At the opening of Mosman Prep in 1904, the Mosman Mail reported the founding headmaster’s (Mr. Yarnold’s) intent to make the school ‘a place of education of the good type.’ His mission was to mold the boy’s minds and manners. Prepared them for their ‘parent institution’ — Sydney Church of England Grammar School (‘Shore’).
Mr Yarnold’s speech expounded his philosophies of education. Students, he said, needed a solid grounding in the Classics. Hence his nickname “Tibby,” derived from the latin verb tibi.
The next speaker, Judge Beckhouse, got up, and deliberated:
He had come to enjoy himself and not to make a speech. Perhaps the opening was being carried out with too much talk. What should be taught young people was to hold their tongues, and while it is good that they should do so in English it is well that they should be taught to hold their tongues in other languages also! (laughter and applause)4
‘Tibby’ Yarnold was ‘a prototype for Mr Chips’, a fair minded disciplinarian with high standards. His shoes were so polished you could see your face in them.5
Students were amazed at his dedication and energy.
A master of all subjects, coach of cricket, football and athletics. I can still picture him, a small man with white spindly legs coaching us football on cold and windy afternoons at Rawson Oval, with its wonderful views. Softly spoken … he was still able to wield his cane with considerable effect.
Bills experience of school life was in his own words ‘obviously the fate of all small boys, of which I was one.’ He recalled that new students faced ‘scorn and hostility.’
I went the first day cheerfully, without protest of any kind. It must have been a relief to my mother who had the responsibility of launching me. The second day I refused absolutely to go … I had gone that first day with the feeling of unconditional friendliness towards creatures who, I felt, were in similar straits to myself, and who, I anticipated, would be glad to reciprocate my outlook.6
After the shock of his first day he resolved
… to go through the hours of tuition with the fatalistic endurance of the inevitable, and to return to my own hunting grounds as soon as I was released. It was difficult to do this. I came into contact with other boys, and, having a friendly disposition, found my principles of isolation falling down.

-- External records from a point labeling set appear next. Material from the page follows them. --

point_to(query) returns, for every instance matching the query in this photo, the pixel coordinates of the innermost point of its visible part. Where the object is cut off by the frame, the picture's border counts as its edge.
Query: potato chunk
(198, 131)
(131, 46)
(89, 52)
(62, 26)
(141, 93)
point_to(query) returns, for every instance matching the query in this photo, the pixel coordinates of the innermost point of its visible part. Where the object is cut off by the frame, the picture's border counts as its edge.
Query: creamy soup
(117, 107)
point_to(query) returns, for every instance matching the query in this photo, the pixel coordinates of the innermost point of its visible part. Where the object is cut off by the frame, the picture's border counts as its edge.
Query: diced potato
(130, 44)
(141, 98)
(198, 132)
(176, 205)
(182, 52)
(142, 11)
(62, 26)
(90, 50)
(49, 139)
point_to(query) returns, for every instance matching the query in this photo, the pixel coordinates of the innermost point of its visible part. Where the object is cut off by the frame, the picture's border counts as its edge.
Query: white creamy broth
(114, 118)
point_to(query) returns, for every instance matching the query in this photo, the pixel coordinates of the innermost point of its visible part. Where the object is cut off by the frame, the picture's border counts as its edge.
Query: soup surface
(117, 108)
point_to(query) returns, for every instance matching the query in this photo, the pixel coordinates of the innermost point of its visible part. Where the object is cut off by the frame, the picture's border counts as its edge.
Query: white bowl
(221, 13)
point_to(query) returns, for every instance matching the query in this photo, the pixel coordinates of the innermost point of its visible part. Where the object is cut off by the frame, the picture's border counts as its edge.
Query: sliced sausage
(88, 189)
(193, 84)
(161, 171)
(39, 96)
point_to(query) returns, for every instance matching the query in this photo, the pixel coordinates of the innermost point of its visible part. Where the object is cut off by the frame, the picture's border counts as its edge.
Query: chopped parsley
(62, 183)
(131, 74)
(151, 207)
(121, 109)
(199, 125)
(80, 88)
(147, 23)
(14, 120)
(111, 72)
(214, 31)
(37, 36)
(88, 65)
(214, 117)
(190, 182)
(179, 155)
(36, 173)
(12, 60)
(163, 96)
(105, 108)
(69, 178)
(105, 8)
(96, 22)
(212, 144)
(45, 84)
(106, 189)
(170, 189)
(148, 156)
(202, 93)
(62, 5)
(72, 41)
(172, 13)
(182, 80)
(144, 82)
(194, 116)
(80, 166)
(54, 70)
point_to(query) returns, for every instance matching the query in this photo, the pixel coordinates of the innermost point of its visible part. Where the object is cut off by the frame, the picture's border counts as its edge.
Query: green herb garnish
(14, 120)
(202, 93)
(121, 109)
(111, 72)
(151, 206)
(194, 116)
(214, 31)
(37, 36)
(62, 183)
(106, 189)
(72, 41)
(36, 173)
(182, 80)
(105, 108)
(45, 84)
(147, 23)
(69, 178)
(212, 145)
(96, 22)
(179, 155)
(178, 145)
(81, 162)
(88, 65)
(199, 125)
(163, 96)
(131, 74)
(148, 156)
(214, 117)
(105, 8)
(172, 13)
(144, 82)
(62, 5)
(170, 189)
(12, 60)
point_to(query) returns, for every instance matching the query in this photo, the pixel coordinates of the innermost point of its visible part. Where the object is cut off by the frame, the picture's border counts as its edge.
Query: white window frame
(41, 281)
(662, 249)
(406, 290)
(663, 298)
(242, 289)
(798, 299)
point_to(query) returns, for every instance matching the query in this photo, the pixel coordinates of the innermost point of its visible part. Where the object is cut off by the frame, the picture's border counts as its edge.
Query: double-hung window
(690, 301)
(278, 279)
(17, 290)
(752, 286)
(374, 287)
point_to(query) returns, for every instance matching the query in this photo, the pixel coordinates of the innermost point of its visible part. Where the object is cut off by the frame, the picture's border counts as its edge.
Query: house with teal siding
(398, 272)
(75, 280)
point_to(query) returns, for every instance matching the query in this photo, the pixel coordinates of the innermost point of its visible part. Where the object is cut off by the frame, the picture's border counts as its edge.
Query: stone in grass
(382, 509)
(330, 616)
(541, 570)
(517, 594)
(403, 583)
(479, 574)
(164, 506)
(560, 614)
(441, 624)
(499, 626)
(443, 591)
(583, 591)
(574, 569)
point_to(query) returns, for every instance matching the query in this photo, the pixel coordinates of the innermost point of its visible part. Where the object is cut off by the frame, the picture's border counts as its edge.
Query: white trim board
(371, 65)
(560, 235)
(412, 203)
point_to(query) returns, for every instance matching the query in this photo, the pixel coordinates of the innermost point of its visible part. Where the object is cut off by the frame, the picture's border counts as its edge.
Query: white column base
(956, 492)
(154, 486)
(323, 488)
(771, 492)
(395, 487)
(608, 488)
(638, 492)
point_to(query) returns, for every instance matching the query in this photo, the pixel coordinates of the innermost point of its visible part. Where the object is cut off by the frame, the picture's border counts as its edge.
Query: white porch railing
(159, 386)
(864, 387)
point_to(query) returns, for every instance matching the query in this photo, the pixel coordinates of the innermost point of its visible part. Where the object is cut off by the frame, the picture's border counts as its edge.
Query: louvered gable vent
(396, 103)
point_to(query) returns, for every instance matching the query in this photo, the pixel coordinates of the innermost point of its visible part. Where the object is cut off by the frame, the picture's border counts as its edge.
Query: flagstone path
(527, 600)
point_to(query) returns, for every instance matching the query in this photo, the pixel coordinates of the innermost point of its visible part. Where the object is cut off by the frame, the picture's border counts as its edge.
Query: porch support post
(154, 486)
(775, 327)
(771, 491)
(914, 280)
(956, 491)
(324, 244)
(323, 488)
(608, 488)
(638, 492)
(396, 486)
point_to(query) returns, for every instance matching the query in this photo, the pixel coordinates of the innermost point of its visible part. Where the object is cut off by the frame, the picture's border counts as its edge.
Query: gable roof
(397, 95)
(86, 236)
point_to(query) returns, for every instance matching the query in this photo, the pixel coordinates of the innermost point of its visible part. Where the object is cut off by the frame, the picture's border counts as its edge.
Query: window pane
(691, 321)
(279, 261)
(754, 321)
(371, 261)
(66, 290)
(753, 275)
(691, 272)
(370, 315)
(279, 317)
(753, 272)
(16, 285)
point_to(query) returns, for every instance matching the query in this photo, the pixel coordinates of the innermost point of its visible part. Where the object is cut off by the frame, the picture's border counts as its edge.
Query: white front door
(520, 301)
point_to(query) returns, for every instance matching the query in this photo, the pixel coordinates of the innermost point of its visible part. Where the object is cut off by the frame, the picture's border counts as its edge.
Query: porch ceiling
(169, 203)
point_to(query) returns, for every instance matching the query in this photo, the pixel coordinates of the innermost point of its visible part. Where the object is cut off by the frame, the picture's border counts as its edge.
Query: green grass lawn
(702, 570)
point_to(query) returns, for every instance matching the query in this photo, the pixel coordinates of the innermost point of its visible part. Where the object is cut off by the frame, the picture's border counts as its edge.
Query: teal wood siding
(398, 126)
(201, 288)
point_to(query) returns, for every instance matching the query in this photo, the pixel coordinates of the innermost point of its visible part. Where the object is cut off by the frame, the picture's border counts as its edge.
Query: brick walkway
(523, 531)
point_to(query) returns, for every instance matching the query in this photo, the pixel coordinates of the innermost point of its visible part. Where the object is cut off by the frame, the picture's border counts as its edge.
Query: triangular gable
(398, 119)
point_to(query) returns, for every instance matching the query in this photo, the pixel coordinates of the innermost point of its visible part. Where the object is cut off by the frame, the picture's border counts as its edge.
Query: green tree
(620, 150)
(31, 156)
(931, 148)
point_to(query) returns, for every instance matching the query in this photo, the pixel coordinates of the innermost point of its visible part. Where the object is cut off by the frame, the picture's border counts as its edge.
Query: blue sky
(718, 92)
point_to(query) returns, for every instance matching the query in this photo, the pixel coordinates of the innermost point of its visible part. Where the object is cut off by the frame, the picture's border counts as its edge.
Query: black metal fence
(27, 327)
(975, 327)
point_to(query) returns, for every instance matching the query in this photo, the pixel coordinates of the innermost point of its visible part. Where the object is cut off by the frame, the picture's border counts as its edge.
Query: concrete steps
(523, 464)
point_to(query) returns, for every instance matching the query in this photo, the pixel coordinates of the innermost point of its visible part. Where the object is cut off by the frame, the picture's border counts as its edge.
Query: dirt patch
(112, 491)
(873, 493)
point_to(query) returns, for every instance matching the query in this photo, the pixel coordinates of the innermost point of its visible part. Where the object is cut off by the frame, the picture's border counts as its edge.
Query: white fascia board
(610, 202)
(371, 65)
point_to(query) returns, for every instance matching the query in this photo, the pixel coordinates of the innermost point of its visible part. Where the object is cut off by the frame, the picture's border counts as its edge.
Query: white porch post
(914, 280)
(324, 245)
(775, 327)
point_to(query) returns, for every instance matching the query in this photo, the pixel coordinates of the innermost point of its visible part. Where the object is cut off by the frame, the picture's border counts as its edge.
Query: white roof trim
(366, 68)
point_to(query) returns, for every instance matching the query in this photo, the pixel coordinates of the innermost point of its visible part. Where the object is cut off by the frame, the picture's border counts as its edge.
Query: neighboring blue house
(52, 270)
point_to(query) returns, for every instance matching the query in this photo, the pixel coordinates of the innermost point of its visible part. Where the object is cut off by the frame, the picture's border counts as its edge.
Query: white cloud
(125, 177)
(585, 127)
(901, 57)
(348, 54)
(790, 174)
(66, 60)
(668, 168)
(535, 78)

There were setbacks which I could not understand and that I strongly resented.
Bill’s parents coaxed him back to school, but he didn’t fit the mold.
I was confident with the things that mattered … I could beat the other boys. I felt that it should not be necessary to defeat them to become friendly. I have encountered this all my life, and am still at a loss to know why it should be. In the course of time I made a few friends, but never became part of the school.
Shore and Armidale
In time, Bill like his older brothers went on to ‘Shore’.
He fared little better here, finding the regulations and prejudices of school life difficult. Instead he dreamed of escape to Lion Island
an ideal place for adventure and imaginary explorations.
Bill was sent to board at The Armidale School, New England. He came to the realization that —
I either had to be destroyed by the anguish of exile, or beat it by vigorously entering into the life of the school. After a period of morose existence, which was about the most unhappy of my life, I suddenly decided to enter into the school life and make something of it. In the following four years I accepted the life pattern my parents had laid down for me but never gave up my world of the silent hills and the sea.
It was a big turn-around. He not only excelled at sports and joined the school choir, camera club, became an assitant librarian and editor of the school magazine. He did well at Latin and made senior prefect.
Bill answers his calling:
The Empire needs men!
When war came in 1914, Bill and his school mates were very keen to enlist.
We saw it as a glorious adventure. Most of us were afraid this war would be over before we were old enough to join in … In this atmosphere of high adventure that we breathed at the time there was sufficient excitement to conceal the stark truth of what war really meant — squalid hardship, maiming, an agonized death in some far land.
There were three sons in our family. Under the volunteer system of enlistment in Australia it was decided as a family policy that my brother Kenneth and I would go to war. Since my father was already engaged in national work for the government, our older brother Donald would remain at home to help maintain the family affairs. It was, we thought a fair allocation - two out of three to go. Donald later took a war job as a mate of a collier working on the NSW coast. This was a rugged existence which to some degree relieved his frustration at having to hold the fort back in Australia.
Bill deferred his medical degree at Sydney Uni. He transferred directly from Armidale school cadets into the A.I.F . He was posted to Liverpool training depot as a 2nd lieutenant.
Bill enjoyed the outdoors life with the men in his platoon, who hailed from all walks of life. But months of drilling on dusty parade grounds followed. He began to give up hope of seeing overseas service.
Lt. Taylor gets his wings
Despite his frustrations, Bill’s life was to change. Returning from leave by train he read an illustrated story about British aircraft causing ‘the most satisfactory destruction’ to a Zeppelin base. To Bill aeroplanes represented ‘a wild expression of freedom’ and had a real sense of purpose.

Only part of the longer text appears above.